Some are messaging services, others cater to specific interests, and a few allow you to create and share anything you want.
Below, we’ve summarised the key distinctions between the different social media platforms with the greatest UK presence.
Facebook has introduced millions of people to social media, especially as its app is pre-installed on most smartphones.
It features a scrolling timeline filled with other people’s content, organised according to what Facebook thinks you might like to see. Users can like, comment on and share other posts.
Many businesses have Facebook pages listing contact information and news, though Facebook’s popularity peaked some time ago and it’s viewed as uncool by Millennials.
The celebrity’s favourite platform, Twitter posts (known as tweets) were historically limited to just 140 characters plus images. Today, the limit is a still-concise 280 characters.
Unlike Facebook, it’s possible to view newest posts by tapping the Latest tab, though content is normally displayed according to what Twitter thinks you might be interested in seeing.
Account anonymity led to Twitter being associated with cyberbullying (known as trolling), but recent changes have allowed users to prevent strangers commenting on their tweets.
Following its $1 billion acquisition by Facebook, Instagram is beginning to resemble its parent site in terms of both functionality and the rambling, politicised nature of user posts.
That’s a shame, because Instagram excels as a photography site. You post images of anything you’ve photographed, connecting to other users and liking/commenting on their images.
A friendlier community than either of the sites listed above, Instagram does require a degree of photographic proficiency, and it only works on camera-equipped smartphones or tablets.
The Millennial’s social media platform of choice, Snapchat is a glorified messaging app.

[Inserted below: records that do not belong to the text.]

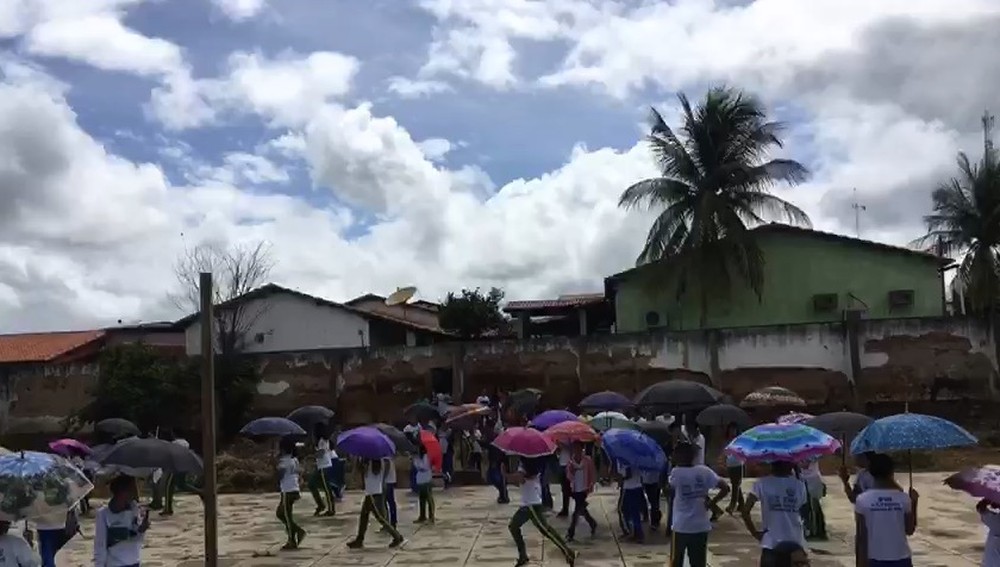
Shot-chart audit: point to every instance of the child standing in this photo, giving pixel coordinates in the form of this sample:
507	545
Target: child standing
288	473
374	505
581	474
425	478
120	527
531	510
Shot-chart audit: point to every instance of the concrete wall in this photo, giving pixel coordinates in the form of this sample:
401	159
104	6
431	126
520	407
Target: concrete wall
796	268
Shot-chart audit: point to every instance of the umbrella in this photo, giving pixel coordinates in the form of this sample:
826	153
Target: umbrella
840	424
422	411
117	428
607	420
981	482
548	418
676	396
271	427
38	485
152	453
524	442
433	447
910	432
793	442
606	401
366	442
571	432
724	415
634	448
398	438
773	396
70	448
308	417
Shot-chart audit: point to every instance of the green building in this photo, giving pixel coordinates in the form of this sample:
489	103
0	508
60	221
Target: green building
809	277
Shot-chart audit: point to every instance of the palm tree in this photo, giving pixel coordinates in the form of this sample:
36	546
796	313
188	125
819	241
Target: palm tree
966	221
713	188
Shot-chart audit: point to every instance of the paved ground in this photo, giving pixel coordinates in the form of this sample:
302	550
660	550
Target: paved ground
472	530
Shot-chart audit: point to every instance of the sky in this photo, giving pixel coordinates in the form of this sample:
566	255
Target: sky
444	144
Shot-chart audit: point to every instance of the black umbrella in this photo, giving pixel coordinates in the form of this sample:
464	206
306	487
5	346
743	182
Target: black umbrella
308	417
402	442
676	396
117	428
723	415
152	453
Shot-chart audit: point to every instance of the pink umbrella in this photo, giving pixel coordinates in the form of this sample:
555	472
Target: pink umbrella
70	448
982	482
524	442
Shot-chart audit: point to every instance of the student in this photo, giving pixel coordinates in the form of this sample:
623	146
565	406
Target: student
322	478
782	497
689	484
425	483
288	473
531	510
14	551
374	505
120	527
886	516
990	517
581	474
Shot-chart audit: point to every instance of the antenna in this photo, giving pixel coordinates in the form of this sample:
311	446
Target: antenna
858	209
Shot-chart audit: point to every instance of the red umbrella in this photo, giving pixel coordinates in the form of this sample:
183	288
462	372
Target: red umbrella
430	442
524	442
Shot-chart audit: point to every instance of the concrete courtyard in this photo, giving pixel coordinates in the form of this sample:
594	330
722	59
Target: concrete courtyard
471	529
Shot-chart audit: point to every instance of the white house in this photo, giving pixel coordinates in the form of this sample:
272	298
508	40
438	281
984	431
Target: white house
284	320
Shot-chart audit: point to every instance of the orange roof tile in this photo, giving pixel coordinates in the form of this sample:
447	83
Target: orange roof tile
43	347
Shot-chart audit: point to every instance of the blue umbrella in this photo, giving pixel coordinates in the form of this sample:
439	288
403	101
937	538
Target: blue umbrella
634	448
272	427
35	485
910	432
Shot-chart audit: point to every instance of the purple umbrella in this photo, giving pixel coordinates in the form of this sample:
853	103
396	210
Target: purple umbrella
70	448
366	442
548	418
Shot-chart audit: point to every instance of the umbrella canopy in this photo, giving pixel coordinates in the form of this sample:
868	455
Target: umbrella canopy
676	396
911	432
571	432
308	417
606	401
524	442
152	453
724	415
773	396
792	442
634	448
399	439
981	482
841	424
117	428
70	448
548	418
38	485
366	442
608	420
272	427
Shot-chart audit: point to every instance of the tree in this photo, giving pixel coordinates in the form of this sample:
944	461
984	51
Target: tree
472	313
966	221
713	188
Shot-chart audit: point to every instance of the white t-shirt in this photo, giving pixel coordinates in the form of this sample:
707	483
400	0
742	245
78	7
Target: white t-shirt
991	551
781	500
288	467
15	552
885	512
691	486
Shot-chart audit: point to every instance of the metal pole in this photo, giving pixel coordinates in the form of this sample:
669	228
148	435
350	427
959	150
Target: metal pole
208	421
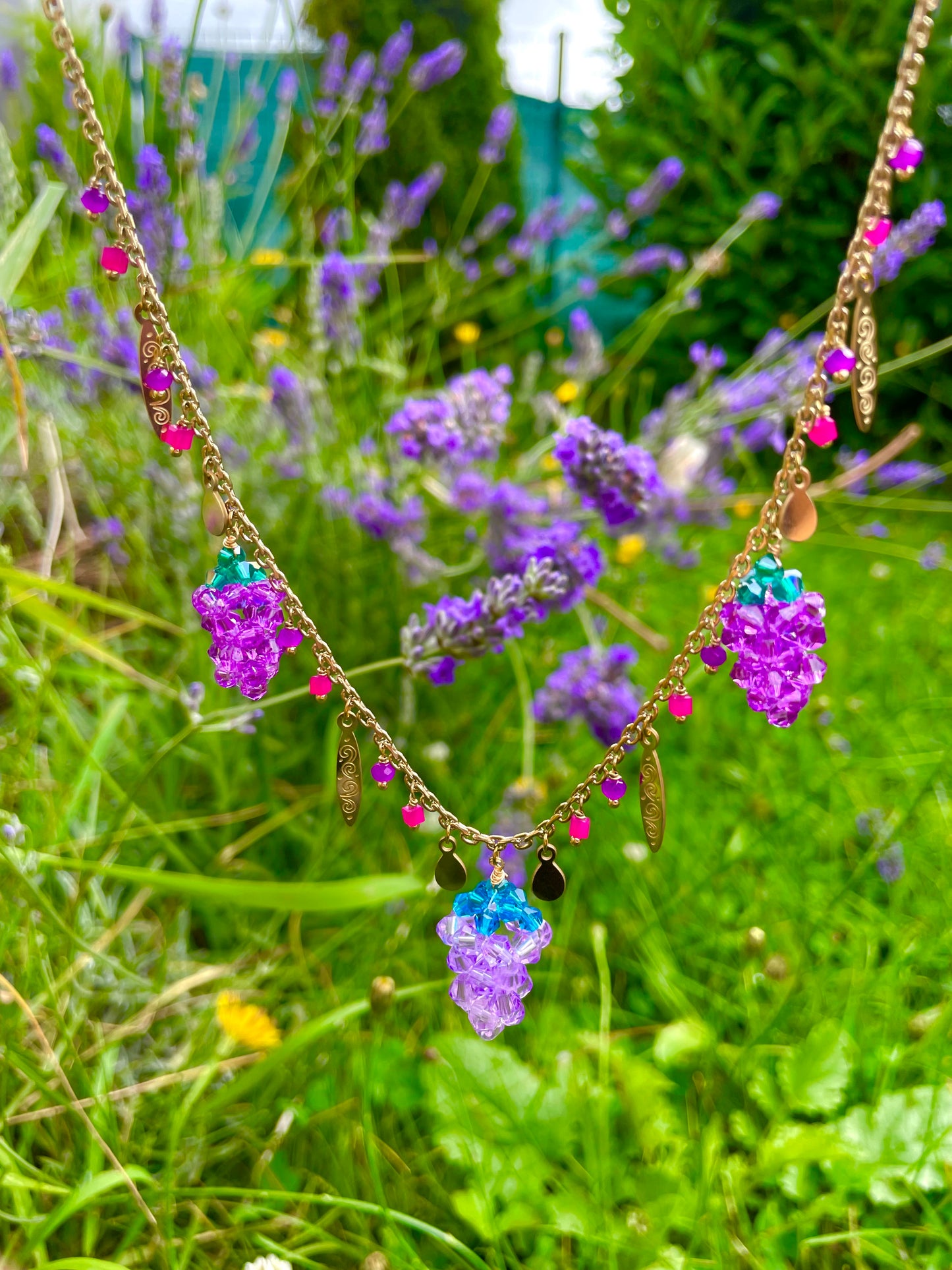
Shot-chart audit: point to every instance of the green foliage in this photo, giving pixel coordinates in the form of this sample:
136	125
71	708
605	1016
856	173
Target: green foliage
754	94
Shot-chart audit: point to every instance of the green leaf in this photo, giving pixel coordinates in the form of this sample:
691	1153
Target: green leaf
283	897
22	244
19	581
814	1078
682	1042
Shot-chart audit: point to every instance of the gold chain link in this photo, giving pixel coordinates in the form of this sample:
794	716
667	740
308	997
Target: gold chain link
763	535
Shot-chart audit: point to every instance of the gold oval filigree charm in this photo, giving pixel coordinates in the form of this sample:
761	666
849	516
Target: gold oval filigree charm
798	517
654	811
866	378
150	355
349	770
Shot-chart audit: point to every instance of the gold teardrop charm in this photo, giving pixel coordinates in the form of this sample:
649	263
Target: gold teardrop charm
654	812
549	879
451	871
866	372
215	513
798	512
349	770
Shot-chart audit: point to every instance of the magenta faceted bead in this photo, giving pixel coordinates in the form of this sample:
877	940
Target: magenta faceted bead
908	158
712	656
613	789
879	231
115	260
94	201
824	431
579	828
413	816
839	361
681	705
322	685
178	437
157	379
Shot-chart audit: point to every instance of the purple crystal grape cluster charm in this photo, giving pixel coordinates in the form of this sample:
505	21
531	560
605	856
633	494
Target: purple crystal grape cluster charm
489	964
242	610
775	627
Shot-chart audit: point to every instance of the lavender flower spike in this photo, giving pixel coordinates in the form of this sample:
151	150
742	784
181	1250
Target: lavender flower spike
438	67
616	478
459	630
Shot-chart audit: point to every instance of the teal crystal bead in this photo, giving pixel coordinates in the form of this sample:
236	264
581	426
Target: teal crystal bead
234	567
768	574
491	906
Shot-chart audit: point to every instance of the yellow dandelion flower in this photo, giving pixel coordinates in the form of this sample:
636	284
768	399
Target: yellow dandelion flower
272	338
249	1025
467	332
630	548
267	256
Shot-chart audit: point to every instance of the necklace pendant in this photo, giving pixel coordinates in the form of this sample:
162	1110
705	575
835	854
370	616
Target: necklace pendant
654	812
866	375
349	770
798	517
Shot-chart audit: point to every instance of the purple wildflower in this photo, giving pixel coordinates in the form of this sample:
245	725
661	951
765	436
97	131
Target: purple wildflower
293	404
499	130
393	56
592	686
908	241
438	67
891	864
608	474
646	198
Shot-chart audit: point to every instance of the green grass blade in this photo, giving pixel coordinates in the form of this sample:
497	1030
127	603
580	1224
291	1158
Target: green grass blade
22	244
282	897
19	581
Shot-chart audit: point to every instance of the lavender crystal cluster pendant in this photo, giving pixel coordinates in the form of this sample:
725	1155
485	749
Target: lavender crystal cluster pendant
489	964
775	627
242	610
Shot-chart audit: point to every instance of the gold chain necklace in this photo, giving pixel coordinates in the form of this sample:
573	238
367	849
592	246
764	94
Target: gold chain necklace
789	512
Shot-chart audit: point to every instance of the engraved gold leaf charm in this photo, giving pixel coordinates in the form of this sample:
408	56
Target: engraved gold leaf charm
866	379
349	770
215	513
157	404
549	879
652	792
451	871
798	512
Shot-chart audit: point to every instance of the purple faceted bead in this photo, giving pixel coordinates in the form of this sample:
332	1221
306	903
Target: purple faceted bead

Like Instagram, it revolves around photographs and short videos, though content disappears after it’s viewed. Instagram’s Stories function is a blatant Snapchat imitator.
Photos can be doctored with filters, effects, lenses and captions, before being shared exclusively among other Snapchat users you’ve previously approved as ‘friends’.
While Snapchat has many advantages, the self-deleting nature of its content leaves a gap in the market for WhatsApp – another modern take on the classic SMS text message.
Messages are delivered almost instantly to individual or multiple recipients, with Group Chats great for organising events or keeping in touch with several people at once.
Setting up a WhatsApp account is child’s play, and it’s ideal for sharing photos and videos with account holders listed in your phone’s contacts.
As well as being a social media platform, video hosting site YouTube is also the world’s second-largest search engine behind parent company Google.
Registered users can upload content into their own channels, which other people can subscribe to for free and watch at any time on most internet-enabled devices.
Other popular YouTube uses include watching music videos and viewing gaming footage – the latter underpinning Google’s attempt to fend off the challenge of rival sites like Twitch.
Surprised to see business networking site LinkedIn on this list? You shouldn’t be, since it’s the world’s leading professional social media platform.
Because your CV and career history are linked to your profile, bad behaviour on LinkedIn is rare. However, there is a huge amount of embellishment and laurel-polishing.
If you want to develop your career, a LinkedIn profile is essential. It’s not the easiest site to navigate, but it’s great for finding new job opportunities and keeping in touch with people.
More cerebral than the other entries on this list, Reddit is a microblogging site like Twitter, where users can write about pretty much anything.
Unlike Twitter, content isn’t all jumbled together. Over a million subreddits exist, covering very specific topics.
Users can express positive and negative sentiments towards individual comments, effectively self-regulating the Reddit community and encouraging respectful, intelligent debate.